The mysteries of time perception solved

Time rules our lives, yet many of us understand very little about it, but help is at hand. BBC broadcaster Claudia Hammond will present her investigations into the mysterious world of time perception this Wednesday (18 April) at the British Psychological Society (BPS) Annual Conference, held in London.

The public lecture forms part of the BPS's public engagement scheme. In it, Claudia, presenter of BBC Radio 4's All in the Mind, will discuss conundrums such as why lives appear to speed up as we get older, how our minds keep time and why at least a fifth of the population visualise time spread out before them.

Claudia is the winner of the Society's Public Engagement and Media Award 2012.  She will be presented with her award later this week, at the conference.

Author of Time Warped, published on 3 May 2012 by Canongate Books Ltd, Claudia says: "The brain creates its own time, making it remarkably easy to trick the brain’s clock. Mind time is different from clock time. It is the inner time we experience and it can pass fast or slowly depending on whether we are waiting for a train, working hard or free falling from a plane. Our relationship with time is not straightforward."

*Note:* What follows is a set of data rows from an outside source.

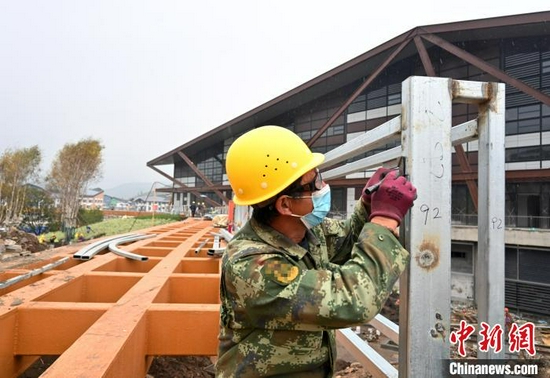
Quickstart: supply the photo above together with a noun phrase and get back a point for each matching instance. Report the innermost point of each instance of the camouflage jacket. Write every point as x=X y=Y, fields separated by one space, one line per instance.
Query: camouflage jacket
x=280 y=304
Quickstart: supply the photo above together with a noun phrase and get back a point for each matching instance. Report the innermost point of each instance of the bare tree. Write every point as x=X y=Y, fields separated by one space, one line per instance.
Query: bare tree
x=73 y=169
x=17 y=168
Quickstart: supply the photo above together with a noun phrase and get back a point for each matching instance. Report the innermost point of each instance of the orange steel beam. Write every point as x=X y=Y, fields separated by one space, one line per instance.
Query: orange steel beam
x=109 y=316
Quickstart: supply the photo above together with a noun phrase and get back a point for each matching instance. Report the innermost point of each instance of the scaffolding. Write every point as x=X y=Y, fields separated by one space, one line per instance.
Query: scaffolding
x=110 y=315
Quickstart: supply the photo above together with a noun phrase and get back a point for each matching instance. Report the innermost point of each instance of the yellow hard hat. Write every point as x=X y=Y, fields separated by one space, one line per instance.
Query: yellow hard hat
x=264 y=161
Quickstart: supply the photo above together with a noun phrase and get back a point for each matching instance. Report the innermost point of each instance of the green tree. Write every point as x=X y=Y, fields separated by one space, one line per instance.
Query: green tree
x=39 y=212
x=75 y=166
x=17 y=168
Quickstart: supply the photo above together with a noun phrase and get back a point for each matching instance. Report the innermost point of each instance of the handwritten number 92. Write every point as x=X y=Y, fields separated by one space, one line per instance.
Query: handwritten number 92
x=426 y=210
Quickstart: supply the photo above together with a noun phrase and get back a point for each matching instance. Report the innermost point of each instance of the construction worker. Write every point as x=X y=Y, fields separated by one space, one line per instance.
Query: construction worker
x=291 y=276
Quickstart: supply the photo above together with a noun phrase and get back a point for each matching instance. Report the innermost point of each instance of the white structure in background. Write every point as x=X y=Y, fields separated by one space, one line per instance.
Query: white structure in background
x=92 y=199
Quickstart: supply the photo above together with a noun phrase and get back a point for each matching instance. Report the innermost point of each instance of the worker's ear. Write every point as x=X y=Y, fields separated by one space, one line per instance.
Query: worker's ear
x=283 y=205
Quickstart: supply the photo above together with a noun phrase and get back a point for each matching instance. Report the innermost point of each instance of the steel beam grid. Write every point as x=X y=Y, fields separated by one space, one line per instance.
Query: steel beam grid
x=108 y=316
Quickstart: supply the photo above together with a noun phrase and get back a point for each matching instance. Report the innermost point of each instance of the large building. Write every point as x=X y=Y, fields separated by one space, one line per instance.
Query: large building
x=365 y=92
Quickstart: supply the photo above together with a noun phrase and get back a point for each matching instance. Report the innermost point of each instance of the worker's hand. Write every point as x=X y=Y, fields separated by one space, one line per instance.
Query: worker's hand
x=394 y=197
x=375 y=179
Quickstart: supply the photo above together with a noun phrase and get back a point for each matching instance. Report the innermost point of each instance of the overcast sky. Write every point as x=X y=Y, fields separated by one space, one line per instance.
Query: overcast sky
x=147 y=76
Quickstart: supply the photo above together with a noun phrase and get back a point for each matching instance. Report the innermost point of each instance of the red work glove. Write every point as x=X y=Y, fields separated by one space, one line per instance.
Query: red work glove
x=375 y=179
x=394 y=197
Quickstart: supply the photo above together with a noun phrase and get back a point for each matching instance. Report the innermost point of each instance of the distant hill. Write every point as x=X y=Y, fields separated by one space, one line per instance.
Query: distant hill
x=131 y=190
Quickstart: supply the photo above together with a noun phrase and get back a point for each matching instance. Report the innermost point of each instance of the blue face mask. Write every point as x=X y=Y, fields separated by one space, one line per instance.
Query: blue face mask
x=321 y=207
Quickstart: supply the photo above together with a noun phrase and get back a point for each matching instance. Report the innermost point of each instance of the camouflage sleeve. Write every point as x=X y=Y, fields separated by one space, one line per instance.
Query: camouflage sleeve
x=279 y=293
x=342 y=235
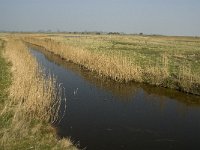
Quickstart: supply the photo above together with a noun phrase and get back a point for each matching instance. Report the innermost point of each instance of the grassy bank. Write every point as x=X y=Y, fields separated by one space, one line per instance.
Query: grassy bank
x=28 y=101
x=171 y=62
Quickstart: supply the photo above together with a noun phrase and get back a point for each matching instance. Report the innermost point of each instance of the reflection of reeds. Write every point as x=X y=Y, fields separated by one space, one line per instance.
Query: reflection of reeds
x=113 y=64
x=122 y=91
x=33 y=102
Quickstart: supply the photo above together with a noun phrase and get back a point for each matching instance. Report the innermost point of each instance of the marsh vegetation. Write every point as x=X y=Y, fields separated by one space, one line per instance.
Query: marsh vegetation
x=29 y=101
x=171 y=62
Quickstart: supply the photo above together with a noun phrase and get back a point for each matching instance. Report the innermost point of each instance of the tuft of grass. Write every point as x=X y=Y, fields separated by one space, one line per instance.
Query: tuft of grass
x=28 y=106
x=171 y=62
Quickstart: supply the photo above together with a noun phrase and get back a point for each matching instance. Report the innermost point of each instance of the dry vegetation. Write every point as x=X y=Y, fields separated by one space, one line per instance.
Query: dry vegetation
x=26 y=114
x=162 y=61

A new theory called Holiday Paradox will be introduced at the lecture. It explains why holidays appear to go fast at the time, but when you look back you feel like you were away for ages. Claudia says: "We judge time prospectively and retrospectively and these two perspectives on time can explain many of its mysteries."

Mental time travel and its peculiarities will also be revealed. Mind bogglers such as why we remember more events from our late teens and early twenties than from any other time of life, and whether our ability to imagine the future explains the imperfection of our memories.